In Ant Colony

               
                              Do I sound a bit strange when I say I belong to ant colony. I might intrigue you as well. Look around ! you had been living in it.  Neither do I feel ashamed to be a part of it, nor do I have any regrets. I wake up to its realities everyday. The mornings in and out of this colony do haunt me like hell but I line up with other members to an awfully grey life and the nights tempts me to spit out the anguish that squanders my ego to pieces. I breathe diplomacy ! It's queer, but here in ant colony diplomacy is air ! I can see you scoffing at me, but it's the truth dear fellows ! Your mocking smile!  I have seen it in other faces too. I have seen them appeasing themselves with their mocking grin. I am myself being a talker and not a doer, you might be feeling that by now. What can I do ?  What is this all about ? is all I can hear. I could hear shrills out of pain from somewhere when I was walking in line with other ants. I wonder if my conscience couldn't hear it. It's least bothered about it.We had been taught this way to be cold like frozen metal, to be like the girl waiting at the door to be taken away by her lover. The girl's patience out of submissive prospects out wins her ambitions to a life she had dreamed all these days. I was taught to feel like her, to wait like her for fortune to ring at my doorsteps. To blame luck if I can't do a damn about anything . I had been taught well to scoff at those who are ready to take risks. It's to degenerate him on the grounds of the only mistake that flawed the risk he took. I am not taught nor will I take pride in the audacity of that person to take the risk. I am taught to blame an entity for every thing I do and everything I'l never do in my life because I belong to the ant colony. I am trained not to look at the heaviness of the miserable lives of my comrades whatsoever happens. Not that I care anybody or not. I'd been taught to stick to them and elude at all possible breaks. Before jumping into any conclusions, let me tell you that not only me, everyone here in ant colony are trained so.

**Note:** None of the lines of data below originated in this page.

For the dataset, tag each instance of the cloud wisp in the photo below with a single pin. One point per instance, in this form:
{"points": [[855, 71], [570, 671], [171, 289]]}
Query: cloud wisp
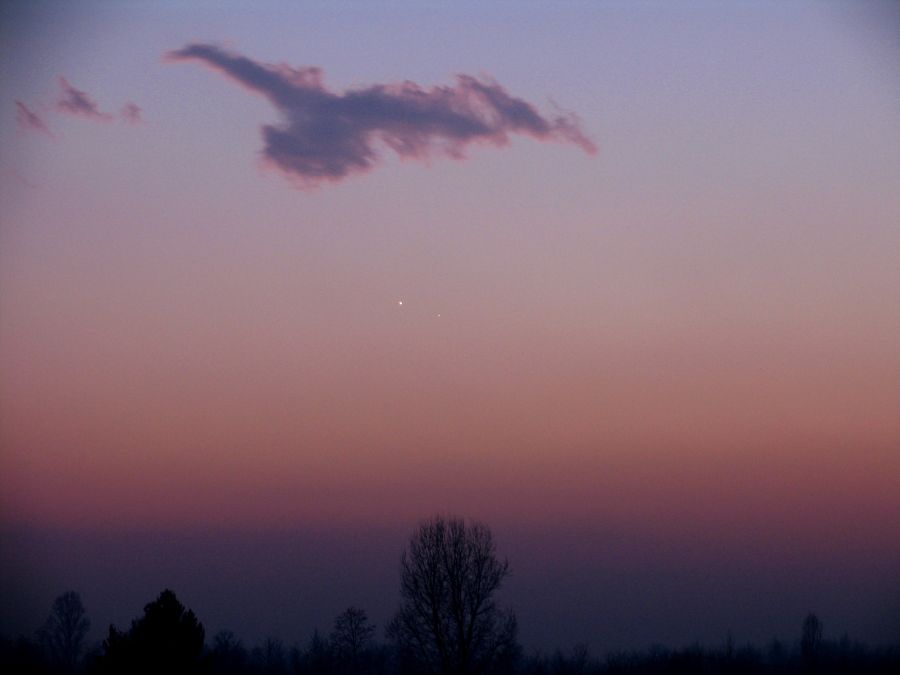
{"points": [[326, 136], [29, 120], [77, 102]]}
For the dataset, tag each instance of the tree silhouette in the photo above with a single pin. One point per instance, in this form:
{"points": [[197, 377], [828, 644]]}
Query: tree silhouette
{"points": [[811, 638], [350, 638], [448, 622], [167, 639], [62, 635]]}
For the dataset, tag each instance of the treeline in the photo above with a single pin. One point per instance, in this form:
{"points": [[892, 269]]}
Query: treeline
{"points": [[448, 623], [168, 638]]}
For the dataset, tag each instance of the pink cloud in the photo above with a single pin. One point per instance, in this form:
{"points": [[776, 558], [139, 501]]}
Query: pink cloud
{"points": [[29, 120], [77, 102], [326, 136]]}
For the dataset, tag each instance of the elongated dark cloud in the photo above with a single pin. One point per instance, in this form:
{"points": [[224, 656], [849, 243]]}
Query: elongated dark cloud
{"points": [[77, 102], [29, 120], [326, 136]]}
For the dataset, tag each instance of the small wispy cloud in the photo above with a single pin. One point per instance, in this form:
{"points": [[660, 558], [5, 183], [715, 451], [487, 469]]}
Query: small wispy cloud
{"points": [[77, 102], [29, 120], [326, 136], [131, 113]]}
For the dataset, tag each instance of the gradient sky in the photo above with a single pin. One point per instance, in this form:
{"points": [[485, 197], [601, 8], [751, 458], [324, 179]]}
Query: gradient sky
{"points": [[672, 366]]}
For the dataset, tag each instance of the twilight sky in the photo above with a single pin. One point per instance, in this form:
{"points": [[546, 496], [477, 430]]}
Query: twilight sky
{"points": [[277, 280]]}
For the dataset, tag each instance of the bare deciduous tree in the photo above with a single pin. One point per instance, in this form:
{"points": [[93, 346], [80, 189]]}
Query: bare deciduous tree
{"points": [[351, 635], [448, 620], [62, 635]]}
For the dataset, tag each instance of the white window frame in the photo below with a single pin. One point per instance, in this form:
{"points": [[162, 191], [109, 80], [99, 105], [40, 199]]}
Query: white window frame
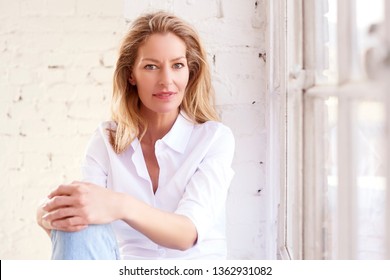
{"points": [[294, 161]]}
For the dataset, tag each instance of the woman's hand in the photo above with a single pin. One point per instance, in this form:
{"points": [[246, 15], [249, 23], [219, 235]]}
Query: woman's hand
{"points": [[73, 207], [40, 213]]}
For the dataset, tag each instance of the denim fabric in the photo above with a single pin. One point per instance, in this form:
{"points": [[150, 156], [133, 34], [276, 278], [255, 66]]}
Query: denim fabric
{"points": [[96, 242]]}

                 From the day I grew to an adult, I was sent to a place to work. We get leaflets as the reward to our work. The one who amasses it the most is perceived as the most successful in ant colony. Quantity rests above quality here. We are taught to stab behind at every opportunity to earn them. If one don't have a handful of them,we are taught to stomp and spit at them because to help is to sin here in ant colony. I don't have enough of them because I sinned once.For the sin what did I earn ?. The undeserved is ready to spit at me now because he's got a myriad of them. No matter how he earned them, he is the most respected in the colony. The mouths that spitted at him are now getting tired of praising him. I now scornfully look at the way things get capricious in ant colony. I now believe this is how things are supposed to be in ant colony. What more can I do than sit on my ass and blame at the space that filled in to be myself. I am not going to stand up and shout because that's not how ants do it here. Tomorrow I the least shameful will be part of that long awaited greyish monotone and will be submitting myself into the roots and customs of the colony. Not that I am not ready to prove myself but I have grown tired over facing repercussions subsequently. Is it me who had half-stood against the colony or is it my soul longing for submission. Am I being a hypocrite? No I am an ant and hypocrisy is the essential prospect of surviving  here. Go through from the beginning of what I had told you ! Yes, I have already listed in. I want to live and every one wants to live happy because happiness always eclipses the purpose of life. It's the ethics that freezes my revolt in the blood.
It's me and the slow degrading ant colony to the so called betterment has just imbibed me in. Till date I had been one of them and lived as an incognito. Tomorrow I'l live an ant's life to the truth or more precisely a crap under someone's boots stubbornly longing for a salvation to come to me " hopefully in this life or next ".